The Alpha “proposal” would leave the Company without key leaders and without any plan. Alpha’s “proposal” would require the resignation of both OncoSec’s Chairman and its CEO, as well as one additional Board member. Further, Alpha provides no indication of any sort of strategic plan for the Company going forward should it gain control of OncoSec.
Notably, a leading independent proxy advisory firm, Institutional Shareholder Services Inc. (“ISS”), has reaffirmed its recommendation that shareholders vote “FOR” the CGP/Sirtex Transaction on the WHITE proxy card. In an update to its report, published on January 14th, ISS noted1:

“[G]iven the risks associated with this competing offer, as well as the fact that it was announced only three days before the Jan. 17, 2020 EGM, our original recommendation is unchanged at this time.”
ISS pointed to the uncertainties associated with Alpha’s offer, stating: “[T]he share issuances related to the first and second tranche could significantly dilute shareholders. Specifically, the potential dilution of the second tranche is uncertain, as it will depend on ONCS' 30-day trading history at the time of disbursement, and could be done at a valuation below $2.50 per share.”
ISS also highlighted the risks associated with Alpha’s demand that OncoSec’s CEO and Chairman resign before the Alpha proposal could proceed, stating: “In addition, the disruption associated with resignations of the CEO and chairman without proposed immediate replacements could increase the downside risk for the remainder of each holder's shares.”
Update on Special Meeting Date

Separately, OncoSec today provided an update regarding the Company’s upcoming Special Meeting of Shareholders (the “Special Meeting”), originally scheduled to be held on January 17, 2020, at which OncoSec is seeking approval for the issuance of the shares needed for the CGP/Sirtex Transaction.
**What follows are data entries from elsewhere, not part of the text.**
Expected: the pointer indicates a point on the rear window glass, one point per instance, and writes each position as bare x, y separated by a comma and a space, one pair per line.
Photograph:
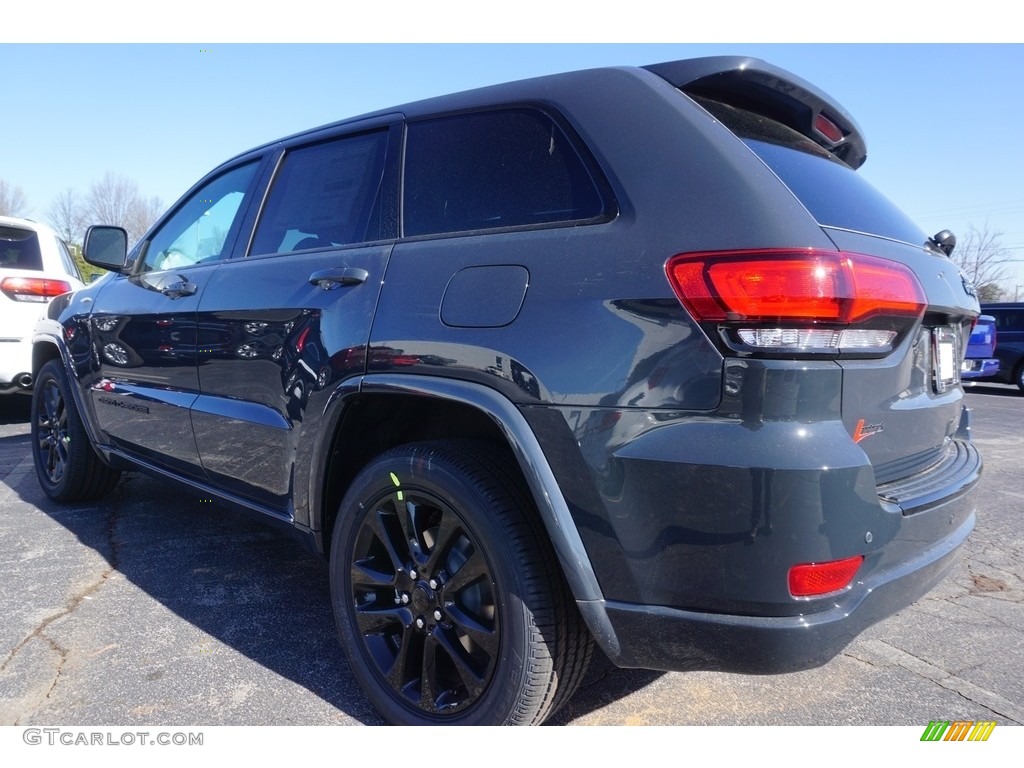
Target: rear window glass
835, 194
19, 249
492, 170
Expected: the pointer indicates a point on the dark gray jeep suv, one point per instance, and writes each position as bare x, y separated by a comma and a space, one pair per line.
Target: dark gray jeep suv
626, 356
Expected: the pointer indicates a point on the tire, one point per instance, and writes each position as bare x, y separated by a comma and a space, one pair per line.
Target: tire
68, 467
448, 597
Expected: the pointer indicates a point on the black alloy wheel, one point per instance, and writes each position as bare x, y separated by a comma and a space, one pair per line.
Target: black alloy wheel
444, 593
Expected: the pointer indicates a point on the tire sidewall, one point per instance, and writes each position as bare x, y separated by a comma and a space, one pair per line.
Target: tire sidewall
499, 704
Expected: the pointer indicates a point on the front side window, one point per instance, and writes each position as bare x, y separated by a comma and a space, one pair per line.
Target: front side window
326, 196
198, 231
493, 170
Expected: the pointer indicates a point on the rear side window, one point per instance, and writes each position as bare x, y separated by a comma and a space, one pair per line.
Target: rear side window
326, 196
19, 249
492, 170
1008, 320
835, 194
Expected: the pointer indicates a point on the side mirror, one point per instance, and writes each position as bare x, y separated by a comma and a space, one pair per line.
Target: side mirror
105, 247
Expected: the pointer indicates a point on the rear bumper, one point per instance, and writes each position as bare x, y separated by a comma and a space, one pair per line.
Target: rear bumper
662, 638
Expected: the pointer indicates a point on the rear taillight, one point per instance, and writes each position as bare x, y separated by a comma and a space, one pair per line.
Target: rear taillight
33, 289
799, 300
813, 579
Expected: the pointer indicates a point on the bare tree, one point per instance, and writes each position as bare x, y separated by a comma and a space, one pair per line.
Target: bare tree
65, 215
115, 200
12, 200
981, 255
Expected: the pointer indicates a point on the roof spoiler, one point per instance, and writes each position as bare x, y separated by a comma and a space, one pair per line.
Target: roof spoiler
758, 86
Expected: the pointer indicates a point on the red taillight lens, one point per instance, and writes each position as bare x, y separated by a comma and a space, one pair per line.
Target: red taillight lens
33, 289
773, 299
811, 580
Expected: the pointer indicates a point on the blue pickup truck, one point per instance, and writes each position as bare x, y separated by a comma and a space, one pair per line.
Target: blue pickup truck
980, 359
The Board has postponed the Special Meeting to 10:00 a.m., Eastern time, on February 7, 2020 to comply with scheduling requirements related to the pending litigation filed by Alpha against the Company on October 29, 2019. No changes have been made to the record date, location of the Special Meeting or the proposal to be brought before the Special Meeting. Shareholders who have already voted and do not wish to change their vote do not need to take any further action.
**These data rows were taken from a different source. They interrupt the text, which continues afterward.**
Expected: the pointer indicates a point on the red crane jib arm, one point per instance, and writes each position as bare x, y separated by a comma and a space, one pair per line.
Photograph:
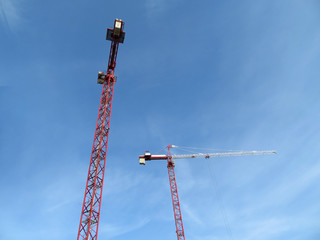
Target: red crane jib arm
90, 214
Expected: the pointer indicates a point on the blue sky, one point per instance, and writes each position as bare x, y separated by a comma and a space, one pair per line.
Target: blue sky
241, 75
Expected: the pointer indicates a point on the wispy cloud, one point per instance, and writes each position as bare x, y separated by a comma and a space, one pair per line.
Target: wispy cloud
10, 13
113, 230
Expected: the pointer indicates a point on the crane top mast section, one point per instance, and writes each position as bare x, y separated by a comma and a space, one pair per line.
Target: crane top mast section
90, 213
116, 36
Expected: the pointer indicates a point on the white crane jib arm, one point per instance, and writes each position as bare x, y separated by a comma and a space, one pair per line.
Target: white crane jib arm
148, 157
226, 154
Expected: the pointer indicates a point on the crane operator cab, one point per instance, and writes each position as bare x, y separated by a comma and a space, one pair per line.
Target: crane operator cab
101, 77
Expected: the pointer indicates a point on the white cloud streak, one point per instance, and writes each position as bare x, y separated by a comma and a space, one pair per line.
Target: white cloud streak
10, 13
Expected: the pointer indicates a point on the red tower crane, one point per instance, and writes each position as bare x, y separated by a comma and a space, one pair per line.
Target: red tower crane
90, 214
172, 178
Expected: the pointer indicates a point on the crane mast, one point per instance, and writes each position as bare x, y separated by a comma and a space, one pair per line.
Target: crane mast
172, 178
90, 214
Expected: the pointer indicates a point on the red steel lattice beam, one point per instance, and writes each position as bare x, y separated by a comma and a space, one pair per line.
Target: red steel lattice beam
175, 197
90, 214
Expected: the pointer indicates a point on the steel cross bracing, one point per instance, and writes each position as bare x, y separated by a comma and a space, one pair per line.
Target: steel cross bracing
175, 198
90, 214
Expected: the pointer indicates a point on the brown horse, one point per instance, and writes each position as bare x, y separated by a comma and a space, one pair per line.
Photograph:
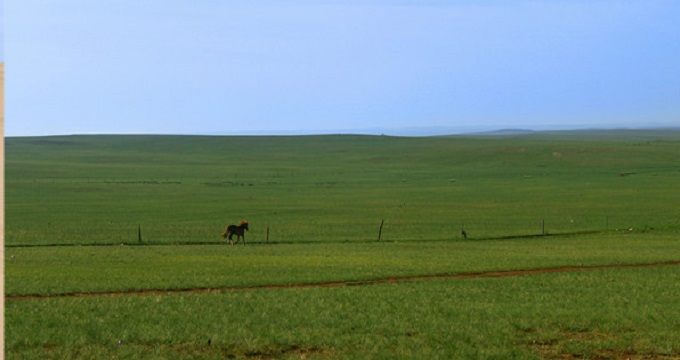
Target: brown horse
238, 230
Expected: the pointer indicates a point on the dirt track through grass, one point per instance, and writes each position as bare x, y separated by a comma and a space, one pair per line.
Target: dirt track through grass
476, 275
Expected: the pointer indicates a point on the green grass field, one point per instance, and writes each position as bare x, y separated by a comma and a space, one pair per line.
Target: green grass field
74, 205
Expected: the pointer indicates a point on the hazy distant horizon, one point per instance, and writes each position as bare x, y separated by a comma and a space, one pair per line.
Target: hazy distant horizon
402, 132
299, 66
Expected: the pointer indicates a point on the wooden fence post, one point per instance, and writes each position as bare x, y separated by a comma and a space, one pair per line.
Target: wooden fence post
543, 226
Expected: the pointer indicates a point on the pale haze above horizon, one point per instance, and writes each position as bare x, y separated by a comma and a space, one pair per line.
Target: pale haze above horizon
312, 66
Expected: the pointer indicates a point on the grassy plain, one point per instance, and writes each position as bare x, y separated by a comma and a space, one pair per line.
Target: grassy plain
182, 189
605, 198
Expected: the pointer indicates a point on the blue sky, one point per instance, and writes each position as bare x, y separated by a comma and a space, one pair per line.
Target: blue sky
301, 66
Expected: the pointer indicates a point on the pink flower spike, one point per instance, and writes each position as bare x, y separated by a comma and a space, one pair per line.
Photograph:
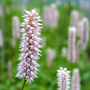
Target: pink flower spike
29, 46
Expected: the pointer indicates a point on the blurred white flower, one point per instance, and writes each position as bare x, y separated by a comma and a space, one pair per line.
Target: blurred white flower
75, 80
29, 47
50, 55
15, 25
9, 69
74, 17
85, 32
79, 29
63, 79
77, 50
64, 51
51, 16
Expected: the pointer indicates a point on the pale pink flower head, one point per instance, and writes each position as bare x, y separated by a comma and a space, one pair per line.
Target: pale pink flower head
29, 47
75, 80
50, 56
63, 79
79, 29
64, 52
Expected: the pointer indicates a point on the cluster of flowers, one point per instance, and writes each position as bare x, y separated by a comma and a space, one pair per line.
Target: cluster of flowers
29, 47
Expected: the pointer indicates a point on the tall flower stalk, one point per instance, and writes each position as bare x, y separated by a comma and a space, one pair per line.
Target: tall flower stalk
63, 79
1, 39
71, 44
29, 46
85, 32
75, 80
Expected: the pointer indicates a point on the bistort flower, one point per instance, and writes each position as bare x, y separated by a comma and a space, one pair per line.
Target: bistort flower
29, 47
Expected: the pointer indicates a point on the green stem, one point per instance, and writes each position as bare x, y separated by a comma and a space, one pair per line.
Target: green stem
23, 84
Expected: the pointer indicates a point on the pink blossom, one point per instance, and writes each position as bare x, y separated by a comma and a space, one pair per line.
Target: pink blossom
29, 47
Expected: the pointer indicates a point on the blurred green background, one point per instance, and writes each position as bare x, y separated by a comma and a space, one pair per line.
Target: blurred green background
56, 39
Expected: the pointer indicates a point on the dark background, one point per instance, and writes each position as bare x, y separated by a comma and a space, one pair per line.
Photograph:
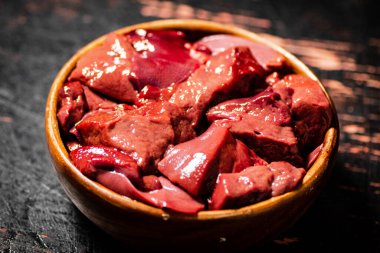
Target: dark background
339, 40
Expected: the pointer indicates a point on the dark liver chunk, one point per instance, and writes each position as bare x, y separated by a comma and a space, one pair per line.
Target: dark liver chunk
144, 133
106, 68
268, 58
90, 159
232, 71
253, 184
162, 58
194, 165
286, 177
235, 190
310, 108
95, 101
263, 123
72, 105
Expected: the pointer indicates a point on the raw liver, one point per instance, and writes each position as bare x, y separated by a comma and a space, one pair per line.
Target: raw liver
233, 71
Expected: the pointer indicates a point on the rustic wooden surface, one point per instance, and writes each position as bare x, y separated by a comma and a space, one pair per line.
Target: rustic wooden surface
339, 40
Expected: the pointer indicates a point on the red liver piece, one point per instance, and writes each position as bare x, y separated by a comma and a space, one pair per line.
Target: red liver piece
235, 190
72, 105
310, 108
286, 177
168, 196
90, 159
119, 172
106, 69
232, 71
194, 165
162, 57
245, 157
143, 133
95, 101
268, 58
262, 122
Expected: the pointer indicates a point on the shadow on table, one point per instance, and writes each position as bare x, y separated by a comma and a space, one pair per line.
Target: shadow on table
339, 221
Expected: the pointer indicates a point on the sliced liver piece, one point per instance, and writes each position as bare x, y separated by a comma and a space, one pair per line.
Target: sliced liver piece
90, 159
162, 57
143, 133
310, 108
106, 68
232, 71
245, 157
72, 105
263, 123
286, 177
268, 58
168, 196
95, 101
194, 165
235, 190
266, 106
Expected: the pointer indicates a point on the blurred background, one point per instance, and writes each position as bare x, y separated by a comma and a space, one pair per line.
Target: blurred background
338, 40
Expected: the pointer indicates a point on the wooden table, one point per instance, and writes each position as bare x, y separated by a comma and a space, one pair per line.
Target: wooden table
339, 40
Mr. O’Connor said, “It is unfortunate that Alpha’s litigation has necessitated postponing the Special Meeting to vote on this important transaction. We believe that shareholders should have their voices heard in a free and unfettered vote and we will continue to work to ensure that happens.”
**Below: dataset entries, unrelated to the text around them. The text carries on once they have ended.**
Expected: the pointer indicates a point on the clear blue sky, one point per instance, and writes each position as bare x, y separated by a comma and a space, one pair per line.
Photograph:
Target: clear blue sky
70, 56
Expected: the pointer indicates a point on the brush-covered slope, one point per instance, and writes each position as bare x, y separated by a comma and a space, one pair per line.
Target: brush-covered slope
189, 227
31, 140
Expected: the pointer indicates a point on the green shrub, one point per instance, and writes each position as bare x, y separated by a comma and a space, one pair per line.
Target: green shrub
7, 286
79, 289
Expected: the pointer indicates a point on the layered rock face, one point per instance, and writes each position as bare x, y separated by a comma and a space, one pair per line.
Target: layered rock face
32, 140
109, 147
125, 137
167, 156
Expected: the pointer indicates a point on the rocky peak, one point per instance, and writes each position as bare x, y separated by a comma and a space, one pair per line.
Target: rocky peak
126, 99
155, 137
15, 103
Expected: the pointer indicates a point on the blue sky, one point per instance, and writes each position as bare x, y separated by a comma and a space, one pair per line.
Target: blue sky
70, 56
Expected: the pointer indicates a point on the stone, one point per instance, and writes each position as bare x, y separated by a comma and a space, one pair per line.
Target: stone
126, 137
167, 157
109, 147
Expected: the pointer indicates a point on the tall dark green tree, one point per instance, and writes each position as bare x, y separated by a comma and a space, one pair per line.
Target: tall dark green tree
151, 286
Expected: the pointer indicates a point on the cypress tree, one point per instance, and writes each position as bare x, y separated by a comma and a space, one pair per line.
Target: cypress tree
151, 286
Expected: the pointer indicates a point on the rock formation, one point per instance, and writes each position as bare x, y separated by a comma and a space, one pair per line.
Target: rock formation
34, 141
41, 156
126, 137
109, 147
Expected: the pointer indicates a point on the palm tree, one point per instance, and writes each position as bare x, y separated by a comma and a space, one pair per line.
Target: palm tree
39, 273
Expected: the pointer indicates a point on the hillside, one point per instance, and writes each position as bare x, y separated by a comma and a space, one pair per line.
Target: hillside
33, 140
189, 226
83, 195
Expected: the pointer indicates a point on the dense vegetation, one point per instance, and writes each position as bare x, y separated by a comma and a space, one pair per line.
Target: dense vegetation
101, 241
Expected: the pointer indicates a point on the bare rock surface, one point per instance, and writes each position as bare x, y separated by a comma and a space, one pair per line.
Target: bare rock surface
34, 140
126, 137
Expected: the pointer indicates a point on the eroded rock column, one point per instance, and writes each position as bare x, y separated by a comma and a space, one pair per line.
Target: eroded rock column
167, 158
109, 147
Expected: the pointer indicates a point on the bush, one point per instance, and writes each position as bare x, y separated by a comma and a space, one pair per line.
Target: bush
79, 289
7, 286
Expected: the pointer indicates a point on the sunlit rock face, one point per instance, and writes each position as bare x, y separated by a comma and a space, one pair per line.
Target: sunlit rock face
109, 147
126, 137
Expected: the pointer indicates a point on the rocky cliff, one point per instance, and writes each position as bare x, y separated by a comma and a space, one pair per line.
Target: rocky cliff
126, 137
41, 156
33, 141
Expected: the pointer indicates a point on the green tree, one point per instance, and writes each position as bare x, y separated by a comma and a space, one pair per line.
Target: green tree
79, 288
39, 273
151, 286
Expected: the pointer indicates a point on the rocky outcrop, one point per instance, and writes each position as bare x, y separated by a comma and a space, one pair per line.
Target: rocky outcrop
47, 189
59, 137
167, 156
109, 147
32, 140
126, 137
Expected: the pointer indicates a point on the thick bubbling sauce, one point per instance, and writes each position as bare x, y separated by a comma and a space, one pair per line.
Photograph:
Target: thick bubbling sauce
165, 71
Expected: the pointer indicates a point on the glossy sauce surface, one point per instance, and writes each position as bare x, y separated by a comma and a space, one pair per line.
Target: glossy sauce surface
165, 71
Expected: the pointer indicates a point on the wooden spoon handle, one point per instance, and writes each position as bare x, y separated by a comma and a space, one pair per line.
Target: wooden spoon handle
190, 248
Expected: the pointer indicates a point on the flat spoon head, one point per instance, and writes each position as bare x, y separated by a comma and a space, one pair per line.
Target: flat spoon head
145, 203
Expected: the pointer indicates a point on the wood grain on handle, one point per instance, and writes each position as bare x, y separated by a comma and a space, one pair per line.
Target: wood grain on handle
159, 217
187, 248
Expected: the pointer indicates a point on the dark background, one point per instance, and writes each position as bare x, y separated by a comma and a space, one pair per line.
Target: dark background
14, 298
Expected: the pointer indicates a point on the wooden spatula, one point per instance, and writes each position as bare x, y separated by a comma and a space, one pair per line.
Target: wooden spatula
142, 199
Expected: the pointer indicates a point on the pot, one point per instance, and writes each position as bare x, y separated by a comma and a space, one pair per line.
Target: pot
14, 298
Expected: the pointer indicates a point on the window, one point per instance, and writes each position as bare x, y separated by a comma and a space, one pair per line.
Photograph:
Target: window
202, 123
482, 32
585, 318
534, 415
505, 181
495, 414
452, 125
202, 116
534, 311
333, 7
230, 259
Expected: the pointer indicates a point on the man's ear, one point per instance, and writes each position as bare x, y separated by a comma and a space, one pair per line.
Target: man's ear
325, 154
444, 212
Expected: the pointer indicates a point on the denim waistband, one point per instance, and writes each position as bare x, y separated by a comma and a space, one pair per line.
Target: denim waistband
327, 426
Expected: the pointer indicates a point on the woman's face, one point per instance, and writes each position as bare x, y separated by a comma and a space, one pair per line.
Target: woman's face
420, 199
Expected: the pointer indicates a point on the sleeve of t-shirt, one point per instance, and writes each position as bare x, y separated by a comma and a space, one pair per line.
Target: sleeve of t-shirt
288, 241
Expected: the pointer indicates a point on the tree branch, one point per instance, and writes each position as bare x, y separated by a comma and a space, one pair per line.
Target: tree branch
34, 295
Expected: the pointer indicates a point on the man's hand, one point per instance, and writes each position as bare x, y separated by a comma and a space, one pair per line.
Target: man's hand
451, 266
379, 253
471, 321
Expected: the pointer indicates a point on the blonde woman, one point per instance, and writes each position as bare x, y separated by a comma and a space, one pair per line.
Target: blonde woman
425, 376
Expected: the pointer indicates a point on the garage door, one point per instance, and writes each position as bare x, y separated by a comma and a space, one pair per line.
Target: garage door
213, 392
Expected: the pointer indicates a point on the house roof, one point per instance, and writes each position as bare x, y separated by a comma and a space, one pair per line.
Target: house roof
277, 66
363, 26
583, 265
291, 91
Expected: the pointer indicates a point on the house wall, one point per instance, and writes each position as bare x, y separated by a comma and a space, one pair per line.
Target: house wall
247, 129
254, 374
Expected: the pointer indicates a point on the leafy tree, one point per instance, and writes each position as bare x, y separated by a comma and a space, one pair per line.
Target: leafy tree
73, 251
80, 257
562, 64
OncoSec urges shareholders to disregard Alpha’s proxy materials and proxy card. As Alpha advised in its definitive proxy statement filed on December 6, 2019, if you intend to vote FOR or ABSTAIN on the Strategic Partner Stock Issuance Proposal, you should utilize the Company’s WHITE proxy card to ensure that your votes are counted. Shareholders who previously voted using a blue proxy card sent by Alpha can subsequently revoke that proxy by following the instructions on the WHITE proxy card. Only your last dated proxy will count.